Given the variance in exposure between different e-dating services, it would be interesting to empirically explore how e-daters feel about the invasion of privacy that the various e-dating business models entail. Are males more comfortable with high levels of exposure than females? Are younger e-daters more comfortable with high levels of exposure than older e-daters are? Do demographic variables (such as level of education, ethnicity or income) impact the degree to which e-daters are willing to tolerate different levels of self-exposure or invasion of their privacy?
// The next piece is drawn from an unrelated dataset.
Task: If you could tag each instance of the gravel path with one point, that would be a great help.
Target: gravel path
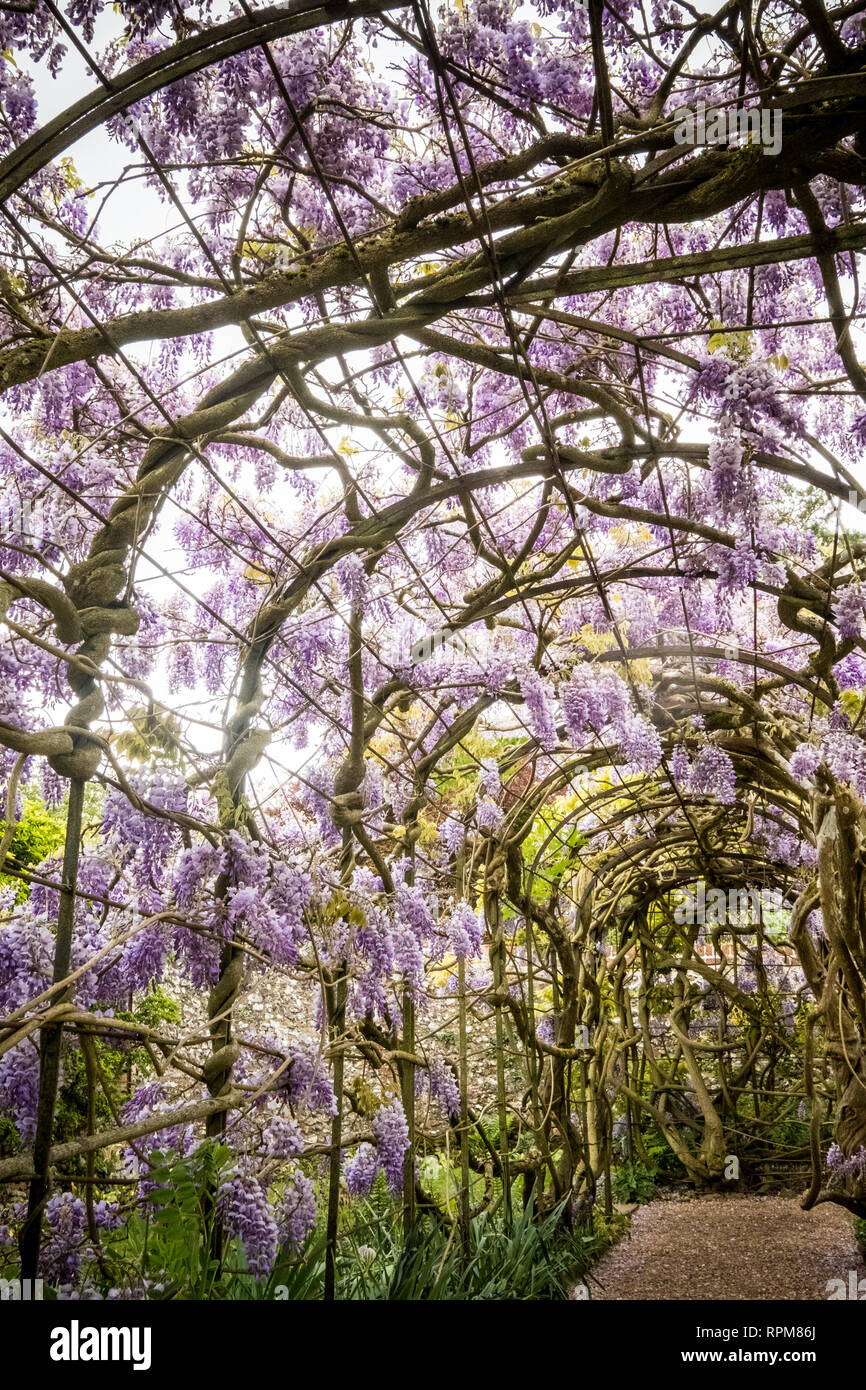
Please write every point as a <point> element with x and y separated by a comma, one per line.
<point>729,1247</point>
Another possible direction for future research is to explore how different “types” of e-dating services utilize different business models and how this impacts users. The e-dating arena consists of services that cater to marriage-oriented, friendship-oriented, or sex-oriented users (as well as to users who combine these orientations). Future research might explore the features that differentiate these types of e-dating services from each other, the degree of exposure of daters to each other is involved in each type, the extent to which e-daters are aware of the differences between the “types” and the degree to which the combination of features that each type represents affects the success of the business model used by the service.
Given that this chapter does not focus only on the behavior of e-daters, there are other, wider societal implications that follow from the discussion in the previous sections.
One such implication is the possible scope for abuse of information that e-daters make public. There are references in the popular literature to the use of information in social networking services by employers to spy on their employees (Lavallee, 2007; White, 2007). These reports suggest that many employers use information that individuals have posted on social networking and e-dating services (possibly a long time before the individual joined the labor force) as a basis for selection of candidates for jobs, promotion of employees, and even for harassment of employees on the job. Future research might explore the extent to which employers do indeed engage in spying on their employees by using data from social networking and e-dating services and the impact that this may have on employees’ life at work.
The potential for abuse of social networking and e-dating services raises a set of other issues that involve the political and legal system. If indeed the social networking and e-dating sector poses potential dangers, should society regulate the industry to make sure that customers are more protected than they currently are? Should e – dating services be required to check their customers’ criminal record or marital status? Should they be required to acknowledge on their Web site, in a manner similar to pharmaceutical companies, if they do not conduct such searches? Should e – dating services that involve “ranking” of e-daters by other e-daters in a manner similar to eBay’s rating of buyers and sellers be outlawed because this practice involve the potential for defamation of customers? Should e-dating services be barred from discriminating against groups of e-daters that they do not wish to serve (e. g., gays)?
Only the future will tell how many of these issues will be addressed by researchers and/or by society as a whole and how this will lead to a transformation of e-dating as we know it today.